Yo tuve que enviudar primero”. Y los ojos azules de él
estaban contentos. Era el hermano
de mi madre, con mis mismos ojos azules; y hablamos
de ella, y de Illinois; pero no de la vez
que su padre, mi abuelo, un viejito pequeño
y colérico, se peleó con él —lo corrió de la casa,
nunca supe por qué. Él caminó una milla,
pero estaba también la abuela Butz, que atravesó el robledal
por un atajo, lloró y le dio dinero.
Él no sabía que yo sabía.
“¡Bueno pues!”, dijo él, “¿cuánto tiempo se van a quedar?
No lo dices en serio —la noche nada más.
¡Después de treinta años, no va a ser solo una noche!
”Pero así fue. Creo que no durmió nada mientras dormíamos.
Me desperté una vez, y estaba leyendo,
con anteojos de plata, sentado en un catre,
todavía en calzoncillos. Él no estaba cansado,
como nosotros. O estaba excitado. O se habría jurado
presenciar nuestra levantada en la mañana.

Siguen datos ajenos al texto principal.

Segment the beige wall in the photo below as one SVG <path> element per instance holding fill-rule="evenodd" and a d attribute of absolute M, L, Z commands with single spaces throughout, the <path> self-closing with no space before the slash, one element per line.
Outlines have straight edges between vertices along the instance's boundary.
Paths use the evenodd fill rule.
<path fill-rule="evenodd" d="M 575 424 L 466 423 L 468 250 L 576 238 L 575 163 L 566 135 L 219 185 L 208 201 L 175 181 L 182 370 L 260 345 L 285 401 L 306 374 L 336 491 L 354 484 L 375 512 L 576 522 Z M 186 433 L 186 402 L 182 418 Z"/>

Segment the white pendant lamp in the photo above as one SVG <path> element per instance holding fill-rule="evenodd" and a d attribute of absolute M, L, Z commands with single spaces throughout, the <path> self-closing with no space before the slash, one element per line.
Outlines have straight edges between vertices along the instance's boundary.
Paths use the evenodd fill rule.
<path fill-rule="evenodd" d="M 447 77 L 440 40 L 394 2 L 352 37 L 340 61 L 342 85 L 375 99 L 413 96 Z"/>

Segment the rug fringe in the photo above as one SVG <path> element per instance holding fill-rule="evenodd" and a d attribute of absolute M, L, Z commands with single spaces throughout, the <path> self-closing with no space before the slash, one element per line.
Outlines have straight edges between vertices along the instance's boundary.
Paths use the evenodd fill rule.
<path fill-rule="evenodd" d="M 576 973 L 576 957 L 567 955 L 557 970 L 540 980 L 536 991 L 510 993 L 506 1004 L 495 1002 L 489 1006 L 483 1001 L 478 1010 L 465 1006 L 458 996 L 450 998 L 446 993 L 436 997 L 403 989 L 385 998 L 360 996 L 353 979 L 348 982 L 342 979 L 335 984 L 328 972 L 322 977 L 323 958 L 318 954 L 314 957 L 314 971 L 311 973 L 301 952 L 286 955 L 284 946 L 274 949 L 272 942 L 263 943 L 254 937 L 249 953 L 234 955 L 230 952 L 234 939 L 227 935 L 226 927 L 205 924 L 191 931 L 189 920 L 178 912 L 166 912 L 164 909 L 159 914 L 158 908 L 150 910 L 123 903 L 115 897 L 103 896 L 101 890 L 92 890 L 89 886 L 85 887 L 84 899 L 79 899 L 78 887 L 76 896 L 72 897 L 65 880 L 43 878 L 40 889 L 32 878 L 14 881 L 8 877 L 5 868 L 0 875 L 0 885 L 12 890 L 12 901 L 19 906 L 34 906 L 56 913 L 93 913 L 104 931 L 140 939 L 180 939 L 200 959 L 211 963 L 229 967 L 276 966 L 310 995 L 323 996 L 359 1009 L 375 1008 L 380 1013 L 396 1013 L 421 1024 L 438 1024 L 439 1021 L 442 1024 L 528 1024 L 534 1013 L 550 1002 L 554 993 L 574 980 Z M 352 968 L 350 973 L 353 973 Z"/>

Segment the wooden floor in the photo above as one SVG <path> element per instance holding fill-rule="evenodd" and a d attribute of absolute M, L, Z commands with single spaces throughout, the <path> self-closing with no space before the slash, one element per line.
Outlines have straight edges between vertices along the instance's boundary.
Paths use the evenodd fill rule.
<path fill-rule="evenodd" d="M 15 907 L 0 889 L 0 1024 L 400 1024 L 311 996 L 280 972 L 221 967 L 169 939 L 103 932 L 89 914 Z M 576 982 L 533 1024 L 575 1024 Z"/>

Él mismo nos despertó naturalmente, para los pankakes.
“Yo iré con ustedes para que no se pierdan—
¡Sí, yo iré!”, insistía. Los chicos entonces
subieron otra vez con él. Tía Cora nos despedía
con el delantal, y nos fuimos; y nos paramos
cuando él se paró, como a unas diez millas andadas
despacio,
donde empezaba el concreto. Él se salió afuera
y se quedó mirándonos. “Adiós.”“Adiós.”
y seguía parado allí todavía mirándonos.
Sabía que era la última vez.
Le costó morir, tía Cora nos escribió.

Hermanos nacidos

La igualdad es absoluta o no.
Nada entre puede soportar. Somos los hijos
del mismo padre, o la locura se rompe y corre a
través del mundo grosero. Ridículo nuestra
pena Si la sola lástima no la ama. Así que
nuestros padres separados nos aman. Ningún hombre rehuye
el abrazo de su hijo más pobre. Somos los hijos
de los tales, o la tierra y el cielo pronto se irán.

Tampoco los hermanos nacidos juzgan, como buenos o malos,
su ser. Cada uno consiente y es lo mismo,
O repentinamente los vientos dulces se convierten en llamas
Y las inundaciones están sobre nosotros: el fuego, la tierra, el agua, el aire
Todos se han separado horriblemente, como su voluntad se
retira, ya no es paternal y está allí.